Lambda Engineering appears to be moving from general EMC engineering toward specialized EMI analysis in power electronics — a direction that aligns with surging demand from EV charging, renewable energy inverters, and industrial motor drives.

Collaboration profile

How they like to work

Role: specialist_contributorReach: European7 countries collaborated

Lambda Engineering participates exclusively as a partner or third party — never as a coordinator — which is typical of specialist industry SMEs that contribute domain expertise rather than manage research programs. Their involvement in two successive large MSCA-ITN consortia (24 total partners across 7 countries) shows comfort operating within broad, multi-national academic-industry networks. This pattern marks them as a reliable specialist contributor: organizations that join training consortia to mentor PhD researchers and ground academic problems in industrial reality, rather than to set the research agenda.

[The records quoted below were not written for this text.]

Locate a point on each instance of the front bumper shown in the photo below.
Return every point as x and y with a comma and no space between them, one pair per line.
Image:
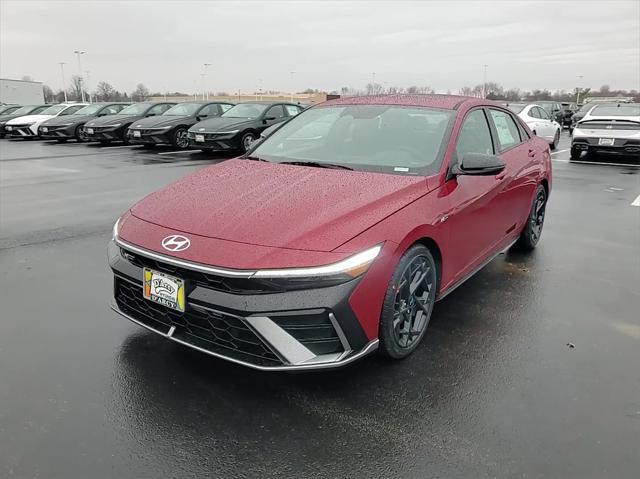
213,141
621,146
20,131
56,132
225,317
150,136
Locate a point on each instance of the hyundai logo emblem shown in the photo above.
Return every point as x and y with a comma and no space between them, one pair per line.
176,243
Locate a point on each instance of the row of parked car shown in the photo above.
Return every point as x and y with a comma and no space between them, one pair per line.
205,125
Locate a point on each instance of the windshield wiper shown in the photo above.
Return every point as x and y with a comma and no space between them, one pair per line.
317,164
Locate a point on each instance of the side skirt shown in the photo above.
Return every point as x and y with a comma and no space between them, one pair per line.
450,289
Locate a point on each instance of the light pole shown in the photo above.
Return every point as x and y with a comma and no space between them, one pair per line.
578,94
206,66
88,84
64,88
292,73
484,82
80,52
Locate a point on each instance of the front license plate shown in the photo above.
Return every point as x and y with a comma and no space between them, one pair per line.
164,289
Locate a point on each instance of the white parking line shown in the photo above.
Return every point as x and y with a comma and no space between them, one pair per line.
179,152
118,147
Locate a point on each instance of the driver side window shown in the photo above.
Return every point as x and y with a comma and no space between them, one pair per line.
474,135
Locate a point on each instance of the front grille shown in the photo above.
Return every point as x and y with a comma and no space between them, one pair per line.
210,330
210,281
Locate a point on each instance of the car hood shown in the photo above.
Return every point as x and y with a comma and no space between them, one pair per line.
62,120
110,119
284,206
28,119
220,124
160,121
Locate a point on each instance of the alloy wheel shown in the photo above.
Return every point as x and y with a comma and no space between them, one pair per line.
413,301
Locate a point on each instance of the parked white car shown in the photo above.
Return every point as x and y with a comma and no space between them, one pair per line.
27,126
539,121
608,128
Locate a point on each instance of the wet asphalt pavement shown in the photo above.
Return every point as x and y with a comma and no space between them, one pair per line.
496,390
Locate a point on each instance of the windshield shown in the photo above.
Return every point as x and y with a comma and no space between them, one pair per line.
89,109
516,107
54,110
135,109
382,138
626,109
184,109
245,110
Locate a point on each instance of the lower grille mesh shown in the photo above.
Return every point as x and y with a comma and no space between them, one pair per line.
210,330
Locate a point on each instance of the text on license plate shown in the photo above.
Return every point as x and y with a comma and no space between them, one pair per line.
164,289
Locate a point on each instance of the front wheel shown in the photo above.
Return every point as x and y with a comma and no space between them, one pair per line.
246,141
181,138
408,303
533,229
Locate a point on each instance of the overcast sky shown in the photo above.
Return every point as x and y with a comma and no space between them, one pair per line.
164,44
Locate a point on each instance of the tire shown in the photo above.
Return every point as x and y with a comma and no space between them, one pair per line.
575,154
535,221
246,141
401,333
556,140
180,138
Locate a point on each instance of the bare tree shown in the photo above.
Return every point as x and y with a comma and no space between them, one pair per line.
105,92
140,93
49,97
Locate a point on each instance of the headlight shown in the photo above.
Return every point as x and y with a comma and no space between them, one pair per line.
116,228
351,267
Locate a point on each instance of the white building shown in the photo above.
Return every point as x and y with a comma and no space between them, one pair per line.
21,92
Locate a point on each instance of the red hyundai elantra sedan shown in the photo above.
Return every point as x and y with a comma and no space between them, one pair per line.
336,234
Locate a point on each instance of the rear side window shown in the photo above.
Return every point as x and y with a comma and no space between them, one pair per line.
474,136
508,132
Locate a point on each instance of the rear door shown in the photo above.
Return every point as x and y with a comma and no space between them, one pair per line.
515,148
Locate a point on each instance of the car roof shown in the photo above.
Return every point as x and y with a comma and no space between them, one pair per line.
446,102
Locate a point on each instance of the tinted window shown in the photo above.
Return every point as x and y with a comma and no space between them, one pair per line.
474,136
209,110
508,133
379,138
71,110
276,111
292,110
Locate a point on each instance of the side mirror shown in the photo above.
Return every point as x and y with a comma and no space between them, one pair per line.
479,164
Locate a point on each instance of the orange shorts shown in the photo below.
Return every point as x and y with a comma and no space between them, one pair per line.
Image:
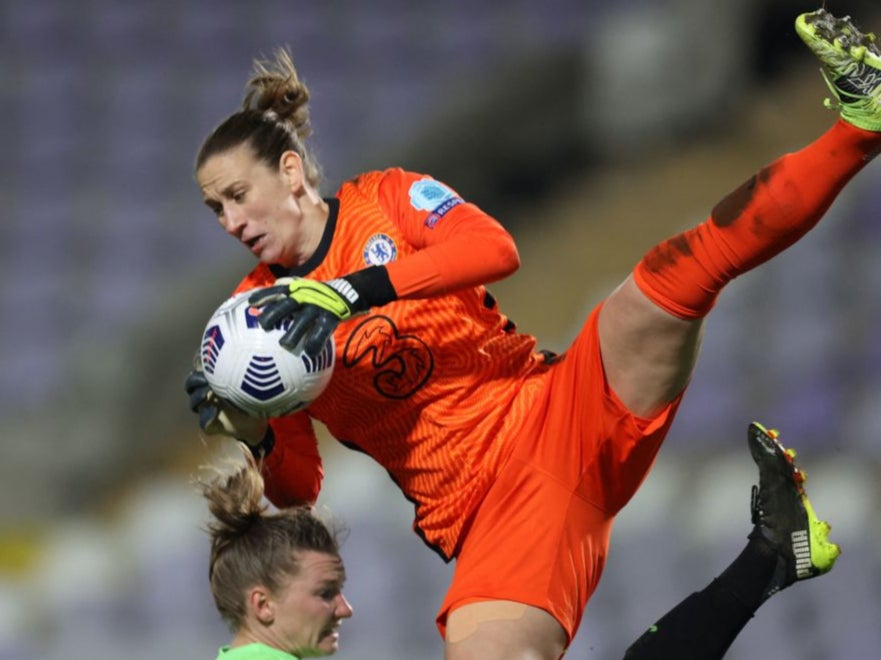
541,534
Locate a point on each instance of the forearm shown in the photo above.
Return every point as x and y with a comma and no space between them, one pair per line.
469,258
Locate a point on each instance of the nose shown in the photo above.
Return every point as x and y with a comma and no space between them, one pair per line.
344,608
234,220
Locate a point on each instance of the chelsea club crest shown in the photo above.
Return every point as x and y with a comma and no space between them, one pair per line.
379,249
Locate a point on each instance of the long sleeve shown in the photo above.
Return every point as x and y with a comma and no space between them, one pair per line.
459,245
293,471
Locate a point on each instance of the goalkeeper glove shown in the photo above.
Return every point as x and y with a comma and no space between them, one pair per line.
218,416
316,308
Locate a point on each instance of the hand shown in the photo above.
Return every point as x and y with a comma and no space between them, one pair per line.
314,309
219,417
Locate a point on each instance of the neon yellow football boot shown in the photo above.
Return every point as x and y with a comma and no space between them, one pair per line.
783,516
851,66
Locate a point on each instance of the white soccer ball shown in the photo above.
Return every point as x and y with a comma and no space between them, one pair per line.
245,364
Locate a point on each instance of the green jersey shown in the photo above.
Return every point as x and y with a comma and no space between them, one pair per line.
253,652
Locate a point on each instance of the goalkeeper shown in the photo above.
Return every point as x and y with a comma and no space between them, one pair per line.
517,461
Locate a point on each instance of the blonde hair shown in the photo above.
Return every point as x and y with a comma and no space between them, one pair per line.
251,546
274,118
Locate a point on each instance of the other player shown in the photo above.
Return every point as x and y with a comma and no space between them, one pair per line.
277,578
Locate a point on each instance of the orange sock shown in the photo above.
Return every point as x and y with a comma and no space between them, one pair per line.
684,274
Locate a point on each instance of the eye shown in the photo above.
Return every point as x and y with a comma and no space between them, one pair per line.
329,593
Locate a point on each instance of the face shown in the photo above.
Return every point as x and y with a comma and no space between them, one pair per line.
310,608
254,203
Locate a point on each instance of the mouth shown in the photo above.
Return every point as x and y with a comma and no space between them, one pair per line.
254,243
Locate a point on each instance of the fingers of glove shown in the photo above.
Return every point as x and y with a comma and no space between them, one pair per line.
199,397
208,415
195,379
275,312
261,297
300,325
318,334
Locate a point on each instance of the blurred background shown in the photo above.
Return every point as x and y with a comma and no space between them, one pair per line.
591,130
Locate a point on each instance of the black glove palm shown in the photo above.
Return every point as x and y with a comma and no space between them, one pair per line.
316,308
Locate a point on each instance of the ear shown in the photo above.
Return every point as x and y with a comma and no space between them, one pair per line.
291,166
261,604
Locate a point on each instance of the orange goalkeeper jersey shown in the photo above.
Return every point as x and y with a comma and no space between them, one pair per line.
432,388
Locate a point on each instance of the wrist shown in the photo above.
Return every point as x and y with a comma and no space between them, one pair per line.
373,287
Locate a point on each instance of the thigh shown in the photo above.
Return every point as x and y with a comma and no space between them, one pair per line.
648,354
533,541
503,630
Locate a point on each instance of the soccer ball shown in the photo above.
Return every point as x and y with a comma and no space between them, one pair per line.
245,364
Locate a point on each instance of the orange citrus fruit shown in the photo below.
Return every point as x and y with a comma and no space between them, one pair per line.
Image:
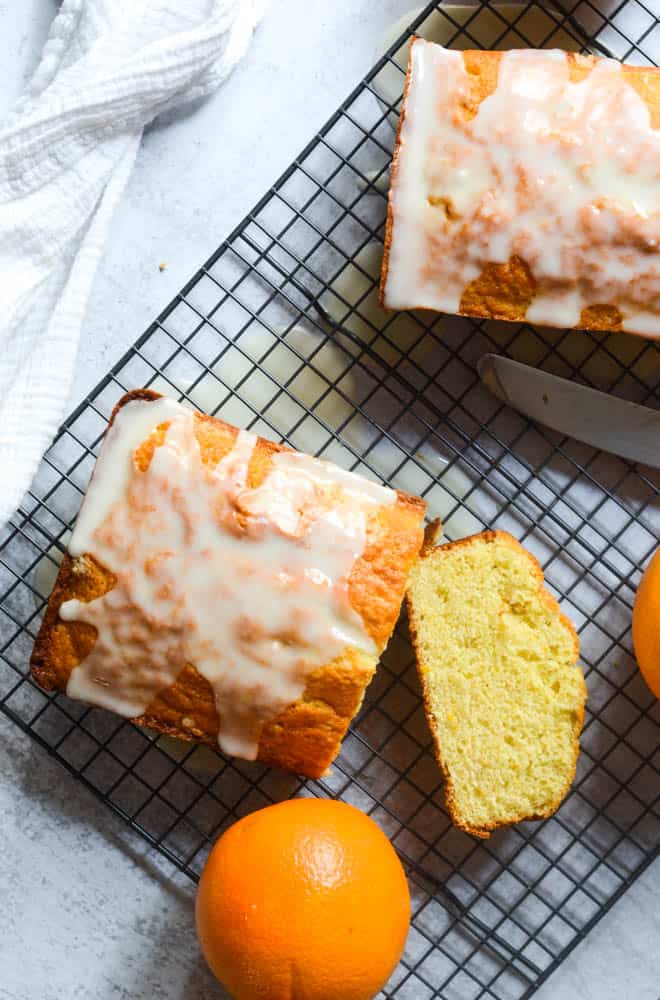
303,900
646,624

Lambda Engineering has worked with 24 unique consortium partners spanning 7 countries, entirely through MSCA-ITN training networks. Their network is European in scope and predominantly academic, concentrated within the EMC and power electronics research community.

Why partner with them

What sets them apart

Lambda Engineering occupies a narrow but high-value niche: an industrial EMC SME that consistently contributes to European PhD training ecosystems in a field where few private companies engage at this level. Two consecutive MSCA-ITN participations in the same technical domain signal recognized credibility within the European EMC research community — not a one-off involvement. For a consortium building an EMC, power electronics, or smart city training network, Lambda Engineering offers exactly the industrial grounding that universities and research institutes cannot provide on their own.

Notable projects

Highlights from their portfolio

  • ETOPIA
    Targets innovative EMI analysis methods for power electronics applications — a technically demanding intersection that positions Lambda at the crossroads of electromagnetic engineering and the fast-growing electrification sector.
  • SCENT
    Applied EMC expertise to smart city infrastructure, bridging urban wireless communications, IoT sensing, and interference management in a multi-country doctoral training network.
Cross-sector capabilities
Power electronics and electrification (EV, renewable energy inverters)Smart city and IoT device electromagnetic complianceIndustrial automation and embedded systems EMCWireless communications and spectrum coexistence
Analysis note: Only 2 projects, both in the same MSCA-ITN scheme and technical domain, with no EC funding figures and a narrow start-date window (2018–2019). The profile is internally consistent — EMC/EMI expertise is clearly the core — but the dataset is too thin to draw confident conclusions about the organization's full commercial scope, client base, testing capabilities, or positioning beyond PhD training network participation.